Nachdenklich zog er die Augenbrauen hoch. Es war kein Traum. Nein, wahrhaftig, es war kein Traum. Ein Grinsen machte sich auf seinem Gesicht breit. Er drehte sich auf die Seite, legte den Kopf in seine Hand und beobachtete die Frau, die da neben ihm im Bett lag.

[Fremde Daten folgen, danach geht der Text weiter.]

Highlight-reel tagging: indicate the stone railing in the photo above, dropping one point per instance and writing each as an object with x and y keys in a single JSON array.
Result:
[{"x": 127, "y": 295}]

Leise seufzend bewegte sie sich. Blinzelnd öffnete sie die Augen und sah schwarz. Ruckartig schoss ihr Kopf nach oben. Verwirrt sah sie sich um. Ein Lächeln schlich sich auf ihr Gesicht, als sie realisierte, das sie in seinem Bett lag und er sie zärtlich ansah. Langsam ließ sie sich wieder in die Kissen sinken. Genießerisch schloss sie die Augen und spürte im nächsten Moment seine Lippen auf ihren. Er neckte sie, forderte ihre Zunge zum Kampf und sie ließ sich auf dieses Spiel ein.
Minuten später ließen sie atemlos von einander ab, Blicke tauschend, die soviel Verwunderung ausdrückten und doch so verstehend waren. All die Unsicherheit war verflogen. „Bleib bei mir.", flüsterte er wieder. Sie lächelte. „Für immer".